Factor 2: "Show Criteria and Models in Advance". McTigue begins here by showing the example of the high school language arts teacher who distributes a rubric for her research unit ahead of the actual due dates. This is a valid practice because "well-developed rubrics communicate the important dimensions...in a product or performance and guide educators in evaluating student work" (13). Furthermore, rubrics also benefit students by giving them clear expectations ahead of time of the criteria being assessed on the assignment. However, McTigue also says that rubrics alone aren't enough: "Learners are more likely to understand feedback and evaluations when teachers show several examples that display both excellent and weak work" (13-14). He goes on to say that some teachers fear this type of instruction, saying that students will now merely copy the good assignment without putting much thought into it. Teachers can alleviate this problem by providing several examples of both good and bad work. They are able to take note of the differences and make concrete examples of what was once just abstract language in the rubric.

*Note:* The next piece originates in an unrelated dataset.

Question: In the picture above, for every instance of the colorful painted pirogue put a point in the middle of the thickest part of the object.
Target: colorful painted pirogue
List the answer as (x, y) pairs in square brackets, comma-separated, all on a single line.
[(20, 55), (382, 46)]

I picked this factor because I do this in my classroom and I find it incredibly helpful and have been able to truly see a difference in the students' writing.
This connects to Payne's concept of modern assessment in several ways, the most prevalent being the "value beyond the assessment itself". This is crucial because using this rubric will allow the student to go beyond just this "paper"...using the rubric enables kids to take ownership of the assignment and not worry about just studying for a test.

Another way in which this factor connects to Payne's modern assessment is "objective-based and criterion-referenced". By showing the rubric ahead of time, and displaying several models for the kids to imitate (and NOT imitate), the kids see the objectives that I am searching for in their papers. For example, the criteria on my rubric for research (and literary analysis papers) that is weighed the heaviest is under "Content". It's a 4-point scale, with "Content" multiplied by 6, for a total point value of 24. The kids know here, in very specific language, that if they have a certain amount of quotes that are properly cited and referenced, they can receive a 24/24. In the same vein, the criteria for "Sources" is multiplied by only 2, for a total of 8 points. So if a student uses 5 sources in their paper, with all proper documentation, they can receive an 8/8. This is on the same page as Payne when he says that objectives guide development and interpretation. When you add in the factor of showing several examples, from McTigue, the relevance becomes clearer.

The last connection with Payne's theory is in the area of reliability. If teachers across a curriculum are all using the same rubrics, the assessment will definitely be reliable.